We've seeded a lot of things into our pastures besides grass. Grass is but one component of pasture. I like to seed a wide variety of things and then those that do well reproduce and keep growing. Different parts of the pastures are different, sloped more or less, drier or wetter, different soils, different fertility, etc. It's really interesting to watch over the years what takes hold. At this point we have a great diversity and that makes for good a good diet. Variety is the spice of life. 

I'm jealous of our acorns.  One thing we don't have that I would like is oaks. It will be a long while before the oaks I plant will produce. We have other fruit and nut trees but the oaks stop further down the mountain and we have none on our land. 

Rotating is very good and makes for better pasture. A mix of classic 'field', brush and woods is my ideal for each paddock.


----------



## gerold (Jul 18, 2011)

highlands said:


> We've seeded a lot of things into our pastures besides grass. Grass is but one component of pasture. I like to seed a wide variety of things and then those that do well reproduce and keep growing. Different parts of the pastures are different, sloped more or less, drier or wetter, different soils, different fertility, etc. It's really interesting to watch over the years what takes hold. At this point we have a great diversity and that makes for good a good diet. Variety is the spice of life.
> 
> I'm jealous of our acorns.  One thing we don't have that I would like is oaks. It will be a long while before the oaks I plant will produce. We have other fruit and nut trees but the oaks stop further down the mountain and we have none on our land.
> 
> Rotating is very good and makes for better pasture. A mix of classic 'field', brush and woods is my ideal for each paddock.

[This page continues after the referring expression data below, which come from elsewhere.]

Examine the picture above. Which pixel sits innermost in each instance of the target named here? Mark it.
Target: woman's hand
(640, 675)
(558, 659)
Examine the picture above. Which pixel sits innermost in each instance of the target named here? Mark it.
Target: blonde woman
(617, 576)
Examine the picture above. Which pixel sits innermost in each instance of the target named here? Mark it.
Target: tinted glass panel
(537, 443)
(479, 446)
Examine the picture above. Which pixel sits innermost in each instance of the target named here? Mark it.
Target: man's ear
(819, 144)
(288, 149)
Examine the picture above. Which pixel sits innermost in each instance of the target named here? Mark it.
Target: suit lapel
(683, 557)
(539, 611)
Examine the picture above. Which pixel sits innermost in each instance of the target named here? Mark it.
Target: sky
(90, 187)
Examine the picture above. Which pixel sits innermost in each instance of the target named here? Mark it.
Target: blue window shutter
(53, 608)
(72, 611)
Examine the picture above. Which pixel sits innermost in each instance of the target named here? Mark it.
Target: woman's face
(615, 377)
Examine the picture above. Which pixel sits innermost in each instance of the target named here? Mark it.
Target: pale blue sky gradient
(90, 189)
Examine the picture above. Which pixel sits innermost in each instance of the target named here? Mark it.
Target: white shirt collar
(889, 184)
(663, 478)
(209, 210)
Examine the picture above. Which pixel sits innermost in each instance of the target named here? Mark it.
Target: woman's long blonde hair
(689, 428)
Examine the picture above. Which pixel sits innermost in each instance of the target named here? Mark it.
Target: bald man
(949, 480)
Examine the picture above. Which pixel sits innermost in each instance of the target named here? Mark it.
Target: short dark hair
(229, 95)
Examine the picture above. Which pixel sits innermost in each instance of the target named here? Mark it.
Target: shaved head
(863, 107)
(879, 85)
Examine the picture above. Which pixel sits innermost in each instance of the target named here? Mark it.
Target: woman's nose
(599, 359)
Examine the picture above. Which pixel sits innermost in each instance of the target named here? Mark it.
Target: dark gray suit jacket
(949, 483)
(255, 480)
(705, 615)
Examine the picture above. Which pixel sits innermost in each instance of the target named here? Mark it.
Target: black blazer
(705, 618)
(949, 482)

When they are not out grazing they spend their time in the woods. All different types of trees. Lots of brush to root in. That is where they sleep most of the time. Next spring i will open up more woods and pasture for them as i will double the number i have.


----------



## kagewages (May 9, 2012)

What type of pigs do you plan to put in that field? I have Large Black Grazing Hogs and they wont root up the field if theres at least 3 inchs of grass available and have access to a wet mud hole. Other hogs Ive raised( I mean 100s of them) would make a war zone out of any field in no time..and I would have to drag and fill in the craters after moving them out. Iam impressed with large blacks, just saying.


----------



## gerold (Jul 18, 2011)

kagewages said:


> What type of pigs do you plan to put in that field? I have Large Black Grazing Hogs and they wont root up the field if theres at least 3 inchs of grass available and have access to a wet mud hole. Other hogs Ive raised( I mean 100s of them) would make a war zone out of any field in no time..and I would have to drag and fill in the craters after moving them out. Iam impressed with large blacks, just saying.


The butcher hogs i plan on adding to the pasture are Blue butts. 
The sows i have on pasture are Yorks. The different grasses is 5-12inchs. high.
They don't root up the pasture. They do root for acorns in the woods. They have access to 2 ponds where they spend time on very hot days. Fresh well water and the run off from the fresh water containers they have a couple mud holes.
Will soon put the butcher hogs in the pastures and see how they do. 
I like the looks of the Hereford pig. I do plan on getting a couple soon. Right now i have more little ones coming which will keep me busy for awhile.


----------



## highlands (Jul 18, 2004)

Most of our primary herd are a mix of predominantly Yorkshire, Berkshire and Large Black with a pinch of Tamworth, Glouster Old Spot and perhaps Hampshire. 

We have another herd which is based on a foundation of a Large Black sow, Tamworth sow and Tamworth boar which we are now crossing with a Berkshire boar. Just recently we crossed over 22 of our main herd sows to the Berkshire boar herd so he can inject some more Berkshire into them.

I find that rooting is primarily a function of management and field condition. Using managed rotational grazing I get little rooting. See:

Rootless in Vermont | Sugar Mountain Farm

Pigs are not so incline to root if the easy food is up for grazing on the surface and there is less interesting stuff to be found underground.


----------



## Rogo (Jan 1, 2006)

Sudan isn't as dangerous to pigs as it is to equine?


----------



## gerold (Jul 18, 2011)

Rogo said:


> Sudan isn't as dangerous to pigs as it is to equine?


FALL GRAZING PROBLEMS by Mike Mehren Ph.D.

Thanks for the reply.
The above link gives some infor. on the harmful nitrates in Sudan grass,Alfalfa,oats,turnips,pigweed,etc. Be aware of the type of Sudan grasses planted.
Its most harmful to cows in certain cases. The use of waste H2o and herbicides on the plants can also cause nitrate build up. I don't use waste water or herbicides on my crops.
Not harmful to pigs.

Best,
Gerold.


----------